The San Francisco Rules Committee on March 18 held an extended hearing on the proposed acquisition by UCSF Health of Dignity Health’s local hospitals, Saint Francis Memorial Hospital and Saint Mary’s Medical Center. Supervisor Safai convened the hearing to examine the acquisition’s likely effects on staffing, specialty services (including the city’s only burn center and adolescent psychiatric units), charity care and access for vulnerable patients.
Shay Strahan (vice president of partnerships for UCSF Health’s affiliate network) presented UCSF’s commitments: the hospitals would remain full-service community hospitals, open medical staff models would be retained, collective bargaining agreements would be honored, no layoffs were planned as part of the transaction, and UCSF estimated immediate investments of $75 million to $100 million for deferred maintenance and equipment.

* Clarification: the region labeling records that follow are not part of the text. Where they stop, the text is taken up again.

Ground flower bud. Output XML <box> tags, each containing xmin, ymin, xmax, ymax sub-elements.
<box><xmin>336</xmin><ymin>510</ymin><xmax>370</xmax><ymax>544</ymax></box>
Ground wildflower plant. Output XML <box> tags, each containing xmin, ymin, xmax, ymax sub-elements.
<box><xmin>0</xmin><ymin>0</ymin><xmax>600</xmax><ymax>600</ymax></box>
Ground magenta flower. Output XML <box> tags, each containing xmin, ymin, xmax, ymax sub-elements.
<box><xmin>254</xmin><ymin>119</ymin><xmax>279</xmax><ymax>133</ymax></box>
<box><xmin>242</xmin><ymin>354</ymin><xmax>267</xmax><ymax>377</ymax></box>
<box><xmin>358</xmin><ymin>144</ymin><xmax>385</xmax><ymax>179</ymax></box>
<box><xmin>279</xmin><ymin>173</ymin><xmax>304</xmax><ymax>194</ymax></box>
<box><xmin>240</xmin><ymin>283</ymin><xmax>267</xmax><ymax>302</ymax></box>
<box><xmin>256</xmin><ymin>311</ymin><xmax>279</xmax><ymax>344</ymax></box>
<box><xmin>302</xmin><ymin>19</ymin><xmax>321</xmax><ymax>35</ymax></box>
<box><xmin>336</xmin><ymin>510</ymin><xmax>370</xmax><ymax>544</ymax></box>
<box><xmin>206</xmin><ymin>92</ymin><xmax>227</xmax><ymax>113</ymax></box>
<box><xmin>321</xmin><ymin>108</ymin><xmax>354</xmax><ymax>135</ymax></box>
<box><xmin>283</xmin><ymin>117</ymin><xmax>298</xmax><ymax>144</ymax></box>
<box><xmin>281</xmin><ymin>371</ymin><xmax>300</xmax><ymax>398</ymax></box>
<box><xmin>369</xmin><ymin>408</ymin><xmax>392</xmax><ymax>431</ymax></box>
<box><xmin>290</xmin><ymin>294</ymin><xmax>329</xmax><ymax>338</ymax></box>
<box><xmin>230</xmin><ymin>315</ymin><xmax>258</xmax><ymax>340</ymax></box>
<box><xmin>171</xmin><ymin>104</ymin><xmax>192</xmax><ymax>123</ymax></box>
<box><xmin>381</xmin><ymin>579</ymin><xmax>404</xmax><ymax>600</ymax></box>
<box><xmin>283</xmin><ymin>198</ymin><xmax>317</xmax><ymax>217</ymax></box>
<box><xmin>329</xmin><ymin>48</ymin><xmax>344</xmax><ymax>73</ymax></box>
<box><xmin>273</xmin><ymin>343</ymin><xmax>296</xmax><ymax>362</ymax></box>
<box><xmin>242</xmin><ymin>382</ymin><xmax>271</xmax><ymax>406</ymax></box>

Strahan said UCSF expects to assess seismic retrofit needs post-close and projected larger seismic costs—on the order of hundreds of millions when fully assessed.
Claire Altman of the Department of Public Health summarized the Health Commission’s Prop Q review: Prop Q requires at least 90 days’ public notice before closing or reducing services at private hospitals and mandates hearings; the Health Commission concluded on March 5 that the acquisition would not be detrimental to health care services provided UCSF honors commitments to staff, services and facilities, and directed UCSF to provide monitoring updates to the Health Commission every six months through June 2027.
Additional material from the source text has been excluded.